We got quite a reaction; some drove by with honks and a thumbs up. Others screamed "Go home!" or "F*** you." I was admittedly amused by some of the intense emotional response of the passers-by who opposed our viewpoint. Realistically, how is a picket by 20 students such a threat to women's rights? How is it when we exercise out First Amendment right to peaceably assemble, it is such a threat to people?

I began seriously thinking about the picket during the next few days. Perhaps the pro-choice side does think it would be best if we pro-lifers would just "Go home!" as one of the passers-by suggested. But we have been sitting on the sidelines for too long while innocent children have been slaughtered in the womb, both surgically and chemically. We have been sitting on the sidelines for too long while abortion and euthanasia have drained the respect for life in this country to an unthinkable degree.

The March 24 Jonesburo, Ark., massacre was an example of the disappearing respect for life in this country. While I am sure many on the pro-choice side will disagree strongly with me, I do not believe we as a society can have a 1.5 million abortions a year and not reduce the respect for life in the culture at large. But before pro-abortion rights readers of this column go into an emotional reaction about the right to "choose," I issue a challenge. Think about this for a minute.

An insert by the Human Life Alliance of Minnesota in last week's Indiana Daily Student noted abortion is legal through the ninth month of pregnancy because of the ambiguous "health of the mother" exception set by the Supreme Court in Doe vs. Bolton. Because "health" is such a murky concept, this exception allows for abortion on demand through the ninth month of pregnancy for almost any reason.
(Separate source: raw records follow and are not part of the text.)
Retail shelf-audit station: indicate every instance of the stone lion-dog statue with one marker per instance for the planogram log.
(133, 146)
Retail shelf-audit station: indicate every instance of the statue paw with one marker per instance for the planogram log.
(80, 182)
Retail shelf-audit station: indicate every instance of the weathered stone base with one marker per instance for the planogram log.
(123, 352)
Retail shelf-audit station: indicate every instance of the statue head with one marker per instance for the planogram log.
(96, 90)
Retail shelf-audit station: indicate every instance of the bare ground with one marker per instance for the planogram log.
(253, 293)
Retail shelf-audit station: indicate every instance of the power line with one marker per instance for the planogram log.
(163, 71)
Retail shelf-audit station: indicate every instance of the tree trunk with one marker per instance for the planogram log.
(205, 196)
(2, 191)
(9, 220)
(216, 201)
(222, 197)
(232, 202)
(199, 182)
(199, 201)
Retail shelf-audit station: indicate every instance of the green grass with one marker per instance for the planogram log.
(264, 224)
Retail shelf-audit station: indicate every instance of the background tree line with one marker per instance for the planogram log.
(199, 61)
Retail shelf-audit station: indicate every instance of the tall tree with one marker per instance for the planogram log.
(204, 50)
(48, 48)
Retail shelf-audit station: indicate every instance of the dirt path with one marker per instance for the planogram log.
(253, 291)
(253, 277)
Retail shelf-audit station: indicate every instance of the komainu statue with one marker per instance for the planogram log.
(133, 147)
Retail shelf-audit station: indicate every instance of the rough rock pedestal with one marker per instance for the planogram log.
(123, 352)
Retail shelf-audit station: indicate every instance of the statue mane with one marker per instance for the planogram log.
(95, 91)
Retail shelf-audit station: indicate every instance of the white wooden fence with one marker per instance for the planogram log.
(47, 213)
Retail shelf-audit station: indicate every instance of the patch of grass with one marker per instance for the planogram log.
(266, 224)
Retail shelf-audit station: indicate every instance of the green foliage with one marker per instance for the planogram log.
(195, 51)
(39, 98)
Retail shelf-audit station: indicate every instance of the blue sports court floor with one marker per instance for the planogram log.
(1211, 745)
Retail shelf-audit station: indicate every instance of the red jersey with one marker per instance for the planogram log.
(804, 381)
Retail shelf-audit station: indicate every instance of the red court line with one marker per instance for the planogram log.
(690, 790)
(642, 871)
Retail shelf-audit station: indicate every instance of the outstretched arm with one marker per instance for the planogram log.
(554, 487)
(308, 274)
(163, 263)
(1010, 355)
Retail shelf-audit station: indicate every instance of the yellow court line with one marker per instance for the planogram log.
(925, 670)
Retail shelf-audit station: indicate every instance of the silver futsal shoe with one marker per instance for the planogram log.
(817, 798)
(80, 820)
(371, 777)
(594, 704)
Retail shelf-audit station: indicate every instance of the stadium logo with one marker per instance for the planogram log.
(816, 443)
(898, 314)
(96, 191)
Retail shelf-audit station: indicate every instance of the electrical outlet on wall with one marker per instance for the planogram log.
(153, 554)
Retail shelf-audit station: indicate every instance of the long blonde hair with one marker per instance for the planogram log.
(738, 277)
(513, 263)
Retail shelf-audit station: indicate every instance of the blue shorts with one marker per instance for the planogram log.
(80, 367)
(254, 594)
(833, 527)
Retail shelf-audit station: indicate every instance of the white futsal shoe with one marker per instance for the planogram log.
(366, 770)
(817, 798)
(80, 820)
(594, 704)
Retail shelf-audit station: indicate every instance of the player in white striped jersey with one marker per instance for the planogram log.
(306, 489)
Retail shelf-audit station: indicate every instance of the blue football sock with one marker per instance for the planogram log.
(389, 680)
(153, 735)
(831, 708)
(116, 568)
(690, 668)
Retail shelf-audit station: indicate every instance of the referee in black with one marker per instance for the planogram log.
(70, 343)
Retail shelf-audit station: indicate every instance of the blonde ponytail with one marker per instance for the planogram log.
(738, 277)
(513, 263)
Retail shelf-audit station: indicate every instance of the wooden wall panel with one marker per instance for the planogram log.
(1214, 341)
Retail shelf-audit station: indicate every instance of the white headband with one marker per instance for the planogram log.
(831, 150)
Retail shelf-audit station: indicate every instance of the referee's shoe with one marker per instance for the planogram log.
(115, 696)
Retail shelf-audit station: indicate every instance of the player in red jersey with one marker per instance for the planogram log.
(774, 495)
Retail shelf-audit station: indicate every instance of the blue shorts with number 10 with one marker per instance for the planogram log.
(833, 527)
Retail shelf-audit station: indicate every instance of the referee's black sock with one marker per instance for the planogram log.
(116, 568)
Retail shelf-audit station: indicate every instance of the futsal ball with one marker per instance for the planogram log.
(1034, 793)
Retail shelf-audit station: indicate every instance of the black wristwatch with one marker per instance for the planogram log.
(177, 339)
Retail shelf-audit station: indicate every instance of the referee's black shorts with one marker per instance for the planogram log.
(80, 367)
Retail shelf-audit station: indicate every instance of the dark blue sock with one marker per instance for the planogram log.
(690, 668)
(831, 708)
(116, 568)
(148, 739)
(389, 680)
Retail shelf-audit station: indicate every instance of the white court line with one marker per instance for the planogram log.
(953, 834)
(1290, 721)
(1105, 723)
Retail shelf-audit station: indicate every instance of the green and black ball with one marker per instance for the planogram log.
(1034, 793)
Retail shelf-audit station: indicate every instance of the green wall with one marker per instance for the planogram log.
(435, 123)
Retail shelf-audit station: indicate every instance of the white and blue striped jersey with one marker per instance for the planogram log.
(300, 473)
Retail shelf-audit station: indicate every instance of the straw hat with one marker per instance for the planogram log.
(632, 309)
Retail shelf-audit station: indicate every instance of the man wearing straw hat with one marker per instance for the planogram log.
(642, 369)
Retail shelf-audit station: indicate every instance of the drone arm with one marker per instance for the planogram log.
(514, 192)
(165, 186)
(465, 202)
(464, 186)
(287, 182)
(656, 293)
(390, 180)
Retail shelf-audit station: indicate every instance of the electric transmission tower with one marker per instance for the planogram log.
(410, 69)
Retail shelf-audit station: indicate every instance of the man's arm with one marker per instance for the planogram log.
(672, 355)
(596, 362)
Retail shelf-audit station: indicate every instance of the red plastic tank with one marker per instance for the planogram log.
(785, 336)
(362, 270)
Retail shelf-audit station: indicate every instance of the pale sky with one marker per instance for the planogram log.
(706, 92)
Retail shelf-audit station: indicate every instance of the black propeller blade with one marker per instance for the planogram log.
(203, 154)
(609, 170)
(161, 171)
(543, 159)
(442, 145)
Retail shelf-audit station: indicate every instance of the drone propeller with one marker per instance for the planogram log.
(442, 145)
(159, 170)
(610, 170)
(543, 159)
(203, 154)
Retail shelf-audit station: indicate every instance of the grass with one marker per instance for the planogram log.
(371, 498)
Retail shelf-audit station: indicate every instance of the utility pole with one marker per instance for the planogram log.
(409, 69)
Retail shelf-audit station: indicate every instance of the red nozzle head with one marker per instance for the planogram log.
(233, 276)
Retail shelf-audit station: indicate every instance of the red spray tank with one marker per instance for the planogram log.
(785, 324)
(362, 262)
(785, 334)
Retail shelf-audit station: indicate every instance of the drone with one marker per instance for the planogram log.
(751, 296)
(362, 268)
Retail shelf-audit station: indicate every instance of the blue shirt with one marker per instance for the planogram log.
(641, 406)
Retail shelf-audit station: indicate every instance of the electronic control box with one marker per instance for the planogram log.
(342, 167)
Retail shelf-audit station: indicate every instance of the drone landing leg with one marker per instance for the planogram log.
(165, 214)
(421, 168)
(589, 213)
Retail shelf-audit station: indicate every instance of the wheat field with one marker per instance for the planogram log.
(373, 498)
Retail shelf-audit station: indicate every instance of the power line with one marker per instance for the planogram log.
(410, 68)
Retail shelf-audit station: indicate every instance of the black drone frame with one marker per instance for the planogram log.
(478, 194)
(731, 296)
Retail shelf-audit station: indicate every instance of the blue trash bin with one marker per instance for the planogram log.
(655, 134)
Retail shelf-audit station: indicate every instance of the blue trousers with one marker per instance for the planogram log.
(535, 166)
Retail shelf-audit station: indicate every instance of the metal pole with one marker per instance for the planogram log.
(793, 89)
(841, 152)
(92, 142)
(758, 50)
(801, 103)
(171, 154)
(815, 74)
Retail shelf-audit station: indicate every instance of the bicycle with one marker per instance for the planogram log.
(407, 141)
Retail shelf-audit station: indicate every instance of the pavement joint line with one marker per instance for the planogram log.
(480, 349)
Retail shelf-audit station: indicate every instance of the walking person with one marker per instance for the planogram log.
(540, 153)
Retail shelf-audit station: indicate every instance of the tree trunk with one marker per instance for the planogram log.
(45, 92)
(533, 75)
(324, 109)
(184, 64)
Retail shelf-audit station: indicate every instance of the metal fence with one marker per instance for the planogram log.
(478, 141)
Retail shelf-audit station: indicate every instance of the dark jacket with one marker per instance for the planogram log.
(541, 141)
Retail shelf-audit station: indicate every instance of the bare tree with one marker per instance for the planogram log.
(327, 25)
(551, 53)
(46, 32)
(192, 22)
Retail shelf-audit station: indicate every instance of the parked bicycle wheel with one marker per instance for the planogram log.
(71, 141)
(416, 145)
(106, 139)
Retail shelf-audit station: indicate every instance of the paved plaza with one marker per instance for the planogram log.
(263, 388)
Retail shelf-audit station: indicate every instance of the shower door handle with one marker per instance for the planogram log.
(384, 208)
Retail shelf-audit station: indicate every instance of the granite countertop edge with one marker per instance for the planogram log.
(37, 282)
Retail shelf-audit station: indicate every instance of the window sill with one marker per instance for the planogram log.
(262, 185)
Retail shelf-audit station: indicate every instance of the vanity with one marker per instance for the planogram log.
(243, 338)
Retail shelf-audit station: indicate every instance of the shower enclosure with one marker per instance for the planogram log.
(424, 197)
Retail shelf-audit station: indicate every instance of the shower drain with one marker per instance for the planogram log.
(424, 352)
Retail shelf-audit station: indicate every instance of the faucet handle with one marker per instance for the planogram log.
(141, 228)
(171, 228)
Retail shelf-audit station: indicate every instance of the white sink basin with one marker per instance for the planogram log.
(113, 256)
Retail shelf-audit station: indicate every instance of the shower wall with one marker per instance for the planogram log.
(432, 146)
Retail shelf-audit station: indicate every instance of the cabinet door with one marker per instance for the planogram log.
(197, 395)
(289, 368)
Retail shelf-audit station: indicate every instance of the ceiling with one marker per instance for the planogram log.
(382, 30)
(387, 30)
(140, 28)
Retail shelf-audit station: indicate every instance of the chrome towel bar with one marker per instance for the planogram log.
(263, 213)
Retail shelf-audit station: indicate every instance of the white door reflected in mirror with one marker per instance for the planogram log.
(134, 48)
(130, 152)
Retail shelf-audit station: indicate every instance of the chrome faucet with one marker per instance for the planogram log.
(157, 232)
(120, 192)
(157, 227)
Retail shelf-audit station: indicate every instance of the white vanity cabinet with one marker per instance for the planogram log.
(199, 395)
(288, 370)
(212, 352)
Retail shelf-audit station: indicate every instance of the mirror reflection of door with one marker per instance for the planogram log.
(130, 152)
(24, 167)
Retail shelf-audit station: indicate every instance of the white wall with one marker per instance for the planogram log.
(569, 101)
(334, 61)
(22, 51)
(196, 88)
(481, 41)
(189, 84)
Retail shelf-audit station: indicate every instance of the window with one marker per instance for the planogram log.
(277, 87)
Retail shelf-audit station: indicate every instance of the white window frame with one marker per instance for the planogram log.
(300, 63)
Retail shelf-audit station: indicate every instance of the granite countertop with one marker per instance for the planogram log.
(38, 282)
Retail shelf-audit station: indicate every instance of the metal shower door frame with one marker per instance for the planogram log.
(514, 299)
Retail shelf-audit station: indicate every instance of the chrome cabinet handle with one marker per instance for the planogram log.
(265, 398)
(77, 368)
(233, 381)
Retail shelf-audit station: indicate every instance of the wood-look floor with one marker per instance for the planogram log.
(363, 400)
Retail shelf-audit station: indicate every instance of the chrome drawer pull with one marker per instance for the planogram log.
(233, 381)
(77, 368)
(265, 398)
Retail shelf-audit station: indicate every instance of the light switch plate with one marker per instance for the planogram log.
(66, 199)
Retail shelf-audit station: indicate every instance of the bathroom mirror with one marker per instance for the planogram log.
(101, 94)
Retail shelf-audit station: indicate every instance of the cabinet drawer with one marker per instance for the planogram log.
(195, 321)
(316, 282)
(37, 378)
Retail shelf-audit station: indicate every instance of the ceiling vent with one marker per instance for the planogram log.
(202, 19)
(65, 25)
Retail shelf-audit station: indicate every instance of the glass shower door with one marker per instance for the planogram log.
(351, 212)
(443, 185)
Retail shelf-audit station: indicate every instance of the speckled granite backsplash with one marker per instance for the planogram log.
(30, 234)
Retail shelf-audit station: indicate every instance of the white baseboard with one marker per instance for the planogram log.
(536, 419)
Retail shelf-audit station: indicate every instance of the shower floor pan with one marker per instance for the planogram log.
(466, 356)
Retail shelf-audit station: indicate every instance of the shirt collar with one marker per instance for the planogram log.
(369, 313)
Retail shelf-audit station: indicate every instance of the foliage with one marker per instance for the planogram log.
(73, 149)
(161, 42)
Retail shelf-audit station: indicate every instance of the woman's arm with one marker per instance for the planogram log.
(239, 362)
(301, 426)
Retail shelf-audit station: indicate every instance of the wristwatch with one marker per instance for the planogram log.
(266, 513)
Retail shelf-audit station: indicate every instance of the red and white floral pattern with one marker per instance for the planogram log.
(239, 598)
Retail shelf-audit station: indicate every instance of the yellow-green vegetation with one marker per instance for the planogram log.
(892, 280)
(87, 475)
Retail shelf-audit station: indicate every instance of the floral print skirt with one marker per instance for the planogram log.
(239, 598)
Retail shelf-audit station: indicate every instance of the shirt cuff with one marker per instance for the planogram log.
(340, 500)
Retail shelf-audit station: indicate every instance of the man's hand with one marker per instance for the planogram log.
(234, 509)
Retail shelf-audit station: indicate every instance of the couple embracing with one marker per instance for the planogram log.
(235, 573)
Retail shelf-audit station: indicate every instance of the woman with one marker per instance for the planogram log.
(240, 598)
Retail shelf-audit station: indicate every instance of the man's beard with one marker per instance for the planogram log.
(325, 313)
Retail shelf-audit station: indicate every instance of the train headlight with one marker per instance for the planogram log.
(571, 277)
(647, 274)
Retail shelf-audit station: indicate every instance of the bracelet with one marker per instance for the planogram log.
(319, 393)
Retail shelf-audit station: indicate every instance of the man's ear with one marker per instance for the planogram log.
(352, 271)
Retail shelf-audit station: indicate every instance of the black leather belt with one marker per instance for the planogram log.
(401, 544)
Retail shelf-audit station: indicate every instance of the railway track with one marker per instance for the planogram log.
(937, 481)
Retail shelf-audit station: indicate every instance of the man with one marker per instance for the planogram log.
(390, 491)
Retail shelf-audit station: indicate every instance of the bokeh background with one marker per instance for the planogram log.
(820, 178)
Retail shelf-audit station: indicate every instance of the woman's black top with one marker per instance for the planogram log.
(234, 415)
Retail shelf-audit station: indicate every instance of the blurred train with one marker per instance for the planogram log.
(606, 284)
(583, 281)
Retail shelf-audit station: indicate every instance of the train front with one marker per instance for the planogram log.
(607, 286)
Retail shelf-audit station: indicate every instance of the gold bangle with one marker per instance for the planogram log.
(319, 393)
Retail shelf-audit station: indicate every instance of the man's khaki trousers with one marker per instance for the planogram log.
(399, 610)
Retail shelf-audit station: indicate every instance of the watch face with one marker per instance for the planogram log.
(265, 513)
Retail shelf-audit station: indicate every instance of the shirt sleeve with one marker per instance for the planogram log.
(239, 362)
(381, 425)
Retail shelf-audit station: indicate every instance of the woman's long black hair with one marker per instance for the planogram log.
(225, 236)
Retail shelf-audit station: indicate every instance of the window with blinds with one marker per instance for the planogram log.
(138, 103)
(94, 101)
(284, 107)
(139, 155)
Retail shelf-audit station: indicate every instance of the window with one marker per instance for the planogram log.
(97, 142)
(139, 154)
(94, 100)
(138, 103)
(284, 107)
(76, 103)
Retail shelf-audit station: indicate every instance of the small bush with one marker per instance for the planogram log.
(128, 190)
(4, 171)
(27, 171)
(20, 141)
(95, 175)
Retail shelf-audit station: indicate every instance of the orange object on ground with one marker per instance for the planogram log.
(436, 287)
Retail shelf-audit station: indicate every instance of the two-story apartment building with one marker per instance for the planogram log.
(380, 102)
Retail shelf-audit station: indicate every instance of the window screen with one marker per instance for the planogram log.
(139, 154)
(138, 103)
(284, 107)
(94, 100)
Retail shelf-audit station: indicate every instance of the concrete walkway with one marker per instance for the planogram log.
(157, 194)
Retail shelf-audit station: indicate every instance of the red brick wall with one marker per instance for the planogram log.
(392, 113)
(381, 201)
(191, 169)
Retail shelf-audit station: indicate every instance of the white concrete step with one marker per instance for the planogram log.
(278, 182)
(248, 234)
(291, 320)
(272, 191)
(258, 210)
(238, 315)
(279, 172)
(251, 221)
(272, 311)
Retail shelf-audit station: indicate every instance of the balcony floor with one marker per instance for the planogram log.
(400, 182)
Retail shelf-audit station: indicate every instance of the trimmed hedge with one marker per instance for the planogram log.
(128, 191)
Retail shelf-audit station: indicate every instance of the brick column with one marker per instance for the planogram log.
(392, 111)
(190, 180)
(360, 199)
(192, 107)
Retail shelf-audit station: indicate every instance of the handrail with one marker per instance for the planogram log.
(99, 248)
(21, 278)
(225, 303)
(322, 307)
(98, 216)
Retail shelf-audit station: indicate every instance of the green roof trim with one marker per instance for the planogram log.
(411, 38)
It is this "health" exception that gives radical pro-abortion extremists such as President Clinton an excuse to oppose a ban on even the most obscene procedures such as partial-birth abortion.

When even the most obscene abortion procedures are protected by law, is it really any surprise our children our killing each other in the streets? If adults do not respect life in the womb, how can we expect children to respect life in the schoolyard?

The denial of the right to life of unborn children is at the root of our culture's lack of respect for life in general. While the debate about abortion is very much a human rights issue, it is also a debate about what kind of society we want to live in. Do you really think our cultural decay is acceptable? And if not, why aren't you trying to fix it?